Обнявшись, мы вдвоем еще немного постояли у окна. Никаких воров. Мама была счастлива, что у нее такой храбрый сын.
Хотя у нас в доме все обстояло благополучно, все же в отсутствие отца я в свои десять лет нет-нет да и позволял себе кое-какие шалости. При этом, не желая огорчать любимую мамочку, я всегда надеялся и верил, что она ничего не узнает. Однажды мы привязали шнурок от звонка-колокольчика к хвосту кота, в другой раз сбросили с моста в реку велосипед инспектора рыбнадзора, пока тот гонялся за браконьерами, ловившими рыбу сеткой.
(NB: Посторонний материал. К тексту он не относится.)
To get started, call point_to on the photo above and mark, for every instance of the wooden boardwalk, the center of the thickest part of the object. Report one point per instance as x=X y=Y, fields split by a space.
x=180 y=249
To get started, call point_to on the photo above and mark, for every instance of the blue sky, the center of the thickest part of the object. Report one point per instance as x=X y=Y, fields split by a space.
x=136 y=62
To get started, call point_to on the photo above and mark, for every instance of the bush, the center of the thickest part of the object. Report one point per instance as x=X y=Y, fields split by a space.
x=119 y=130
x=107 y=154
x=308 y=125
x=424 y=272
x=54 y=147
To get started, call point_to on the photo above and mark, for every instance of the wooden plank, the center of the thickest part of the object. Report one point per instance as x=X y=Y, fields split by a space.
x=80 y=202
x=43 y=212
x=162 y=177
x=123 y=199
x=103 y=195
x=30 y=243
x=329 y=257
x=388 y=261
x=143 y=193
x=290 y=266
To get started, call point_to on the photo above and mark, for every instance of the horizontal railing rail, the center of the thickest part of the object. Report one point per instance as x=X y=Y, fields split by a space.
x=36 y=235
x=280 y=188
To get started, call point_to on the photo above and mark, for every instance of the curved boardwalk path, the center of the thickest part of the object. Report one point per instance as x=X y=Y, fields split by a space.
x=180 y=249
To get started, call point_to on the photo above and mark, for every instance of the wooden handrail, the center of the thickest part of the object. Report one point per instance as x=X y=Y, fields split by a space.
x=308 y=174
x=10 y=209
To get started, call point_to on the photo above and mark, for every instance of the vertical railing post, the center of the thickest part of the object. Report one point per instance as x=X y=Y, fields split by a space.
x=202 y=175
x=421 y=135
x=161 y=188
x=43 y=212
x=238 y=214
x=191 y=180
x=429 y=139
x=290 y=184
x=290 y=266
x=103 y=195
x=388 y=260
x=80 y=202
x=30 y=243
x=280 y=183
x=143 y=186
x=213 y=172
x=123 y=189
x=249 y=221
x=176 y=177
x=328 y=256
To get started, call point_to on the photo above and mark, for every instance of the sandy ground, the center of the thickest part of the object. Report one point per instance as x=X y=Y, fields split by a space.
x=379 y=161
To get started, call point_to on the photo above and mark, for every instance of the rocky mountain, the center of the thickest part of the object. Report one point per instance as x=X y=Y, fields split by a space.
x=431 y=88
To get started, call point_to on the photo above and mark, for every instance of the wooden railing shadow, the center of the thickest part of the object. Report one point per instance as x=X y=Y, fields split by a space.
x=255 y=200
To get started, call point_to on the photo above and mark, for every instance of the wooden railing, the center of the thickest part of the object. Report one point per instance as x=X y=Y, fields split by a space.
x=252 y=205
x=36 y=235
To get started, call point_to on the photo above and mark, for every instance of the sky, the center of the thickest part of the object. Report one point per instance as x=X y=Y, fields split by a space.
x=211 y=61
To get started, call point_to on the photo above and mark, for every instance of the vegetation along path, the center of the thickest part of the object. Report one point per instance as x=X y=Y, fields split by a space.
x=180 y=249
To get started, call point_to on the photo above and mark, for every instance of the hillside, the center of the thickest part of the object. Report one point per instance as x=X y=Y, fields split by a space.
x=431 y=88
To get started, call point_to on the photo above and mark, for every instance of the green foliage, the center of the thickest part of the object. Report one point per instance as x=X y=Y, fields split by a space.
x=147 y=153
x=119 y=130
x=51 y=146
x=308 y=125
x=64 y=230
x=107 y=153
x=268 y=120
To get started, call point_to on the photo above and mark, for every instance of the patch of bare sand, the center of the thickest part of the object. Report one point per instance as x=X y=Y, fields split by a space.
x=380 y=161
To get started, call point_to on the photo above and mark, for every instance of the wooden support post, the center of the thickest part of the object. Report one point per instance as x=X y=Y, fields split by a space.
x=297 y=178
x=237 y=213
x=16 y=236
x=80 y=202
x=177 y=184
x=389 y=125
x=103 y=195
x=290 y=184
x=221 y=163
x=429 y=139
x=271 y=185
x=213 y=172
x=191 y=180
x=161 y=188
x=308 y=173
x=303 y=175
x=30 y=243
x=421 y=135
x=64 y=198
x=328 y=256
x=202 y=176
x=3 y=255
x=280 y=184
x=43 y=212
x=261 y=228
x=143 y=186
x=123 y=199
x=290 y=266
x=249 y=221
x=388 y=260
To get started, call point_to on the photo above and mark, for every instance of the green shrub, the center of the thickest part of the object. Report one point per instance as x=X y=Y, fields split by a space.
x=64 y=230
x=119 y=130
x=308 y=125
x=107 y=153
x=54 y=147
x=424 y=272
Охотились на птиц с рогатками, а пару раз с Рике Дебаном отправлялись с ружьем в поле, где росла люцерна, охотиться на кролика. Рике видел, как он прыгал и бегал по полю. Два раза вынести из дома ружье и принести обратно, да так, чтоб не заметила мать, – это ли не подвиг!
Тысяча девятьсот семнадцатый год. Отца ранили. В голове остались крошечные осколки от разорвавшегося снаряда, но жизнь его была вне опасности. Эта жуткая новость пришла через Красный Крест. В доме не слышно ни криков, ни плача. Прошли сутки, все ходили хмурые и серьезные, мама по-прежнему вела уроки, никто ни о чем не знал. Я смотрел на мать и восхищался ею. Обычно я сидел на первой парте, но сегодня пересел назад, чтобы следить за учениками и не давать им баловаться на уроках. В половине четвертого я почувствовал, что мать на пределе. А еще должны быть естественные науки. Мама написала на доске условия арифметической задачи и сказала ученикам: «Решайте задачу самостоятельно в своих тетрадях по арифметике, а мне нужно выйти на минуту».